Последняя любовь Миледи

Ульяна Динова
Бедная, бедная Леди Винтер… Может, она и расчетливая стерва, коварная обольстительница и жестокая отравительница, но даже ей порой бывает грустно и одиноко. С кем же ей поделиться своими печалями?


Я перед Вашим взором, милый граф.
Вам стала вдруг тесна моя кровать?
Вы брезговали шлюху целовать?
Извольте. Мы друг другу - иноверцы.
Я перед Вашим взором, милый граф.
Вы правы: на войне как на войне.
Что Вам за дело, что живет во мне
Холодный ум, не укротивший сердце?

(Автор Алена Сократова)



Легкий шарфик из лебяжьего пуха обвивает тонкую шею, кокетливой змейкой спускаясь с плеча, чуть приоткрывая соблазнительную ложбинку декольте. Ванна принята, белокурые волосы уложены в незамысловатую прическу. На столе — вино, свежие фрукты, свечи и возбуждающие страсть благовония. Вечер близится.

Хлопоты и приготовления начались еще в полдень. Убрать с тела лишние волоски, умастить кожу ароматическими маслами. Подвить слегка локоны. Расставить в красивом беспорядке вазы с цветами и разные изящные безделушки. Все ли необходимое для ужина принес лавочник? Вряд ли им будет до еды. Цикады за окном поют как сумасшедшие. К черту корсет и нижние юбки! Впереди чудесная ночь любви, которой она ждала так долго.
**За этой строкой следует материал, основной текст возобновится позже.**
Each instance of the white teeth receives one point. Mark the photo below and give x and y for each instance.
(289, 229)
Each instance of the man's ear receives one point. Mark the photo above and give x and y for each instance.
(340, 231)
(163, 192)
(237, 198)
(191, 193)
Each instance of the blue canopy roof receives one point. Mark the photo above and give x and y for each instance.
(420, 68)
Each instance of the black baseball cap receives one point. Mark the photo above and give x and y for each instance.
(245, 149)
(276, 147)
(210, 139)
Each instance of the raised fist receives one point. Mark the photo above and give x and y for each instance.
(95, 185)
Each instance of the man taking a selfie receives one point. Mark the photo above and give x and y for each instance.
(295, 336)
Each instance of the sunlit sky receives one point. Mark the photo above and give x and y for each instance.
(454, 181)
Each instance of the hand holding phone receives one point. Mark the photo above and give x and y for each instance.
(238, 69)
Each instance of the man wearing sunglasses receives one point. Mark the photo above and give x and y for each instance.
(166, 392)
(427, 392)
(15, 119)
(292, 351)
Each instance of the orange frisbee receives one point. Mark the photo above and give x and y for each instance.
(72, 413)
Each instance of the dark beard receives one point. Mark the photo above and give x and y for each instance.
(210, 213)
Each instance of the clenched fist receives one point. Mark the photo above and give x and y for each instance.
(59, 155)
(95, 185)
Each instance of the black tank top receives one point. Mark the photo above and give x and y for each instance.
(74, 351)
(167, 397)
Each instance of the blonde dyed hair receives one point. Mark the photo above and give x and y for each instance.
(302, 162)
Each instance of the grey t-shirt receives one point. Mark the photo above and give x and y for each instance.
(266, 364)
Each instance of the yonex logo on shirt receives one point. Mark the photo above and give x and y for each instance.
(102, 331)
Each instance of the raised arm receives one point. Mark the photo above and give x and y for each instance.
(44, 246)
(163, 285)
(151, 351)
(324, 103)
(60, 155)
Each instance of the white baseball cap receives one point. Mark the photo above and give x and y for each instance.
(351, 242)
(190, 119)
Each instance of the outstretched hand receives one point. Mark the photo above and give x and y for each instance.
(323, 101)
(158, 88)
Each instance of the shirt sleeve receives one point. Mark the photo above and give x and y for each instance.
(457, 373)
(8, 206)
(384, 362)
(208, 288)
— Вот здесь еще пройдись пуховкой, и здесь, — показывает Миледи на кажущиеся ей недостаточно безукоризненными места изнеможенной служанке, на лбу которой от усердия блестят капельки пота.

Из зеркала на нее смотрит Ангел во плоти. Облик, в котором соседствует порок и невинность, что так сильно пленяет мужчин. В глазах — печаль и томная усталость. Пришло время меланхолии и сентиментальной душевной откровенности.

— Я поправилась? — интересуется она у юной служанки, подкалывая брошь к лифу платья, отороченного собольим мехом. — Я не надела корсет.

— Что вы, госпожа! — с неподдельным изумлением возражает та. — Вы стройны и легки, как молодая лань, и изящны, как самая из тончайших византийских ваз, ни один мужчина не в силах оторвать взгляда от вас. Вам и вовсе не нужны никакие ухищрения, чтобы сразить наповал любого кавалера!

— Сядь, Кэтти, отдохни, — Миледи берет за руку служанку и усаживает ее рядом с собой за стол, где все уже приготовлено для романтической встречи двоих. — Выпьешь со мной? Мне это нужно сейчас как никогда…

Разливает вино в два кубка, придвигает один Кэтти, та неумело пригубливает, и в глазах ее появляется радостный блеск и возбуждение от соприкосновения с чем-то запретным.

— Кто я, по-твоему? — спрашивает Миледи.

— Вы прекрасная госпожа, благородная Леди, графиня, достойнейшая пера самых знаменитых поэтов и кисти самых талантливых художников, уму и красоте которой нет равных. Вы…

— Ах, оставь… — с досадой взмахивает рукой хозяйка. — Не ври и не льсти мне. Думаешь, я стерва, которой все легко дается, потому что сам Дьявол на моей стороне?

— О нет, госпожа! — растерянно качает головой бедная девушка. — Конечно же, я так не думаю, но мне и вовсе не положено думать…

— Анна, меня зовут Анна, забудь к чертям эти условности…

— Как скажете, леди Анна…

— Скажи, ты бы хотела стать светской дамой? — интересуется вдруг Миледи, медленно теребя в пальцах золотистый локон.

— Но… — теряется Кэтти. — Это невозможно, я всего лишь простолюдинка, совсем не из благородных… — но честолюбивые огоньки загораются в ее глазах, что не ускользает от проницательного взгляда собеседницы.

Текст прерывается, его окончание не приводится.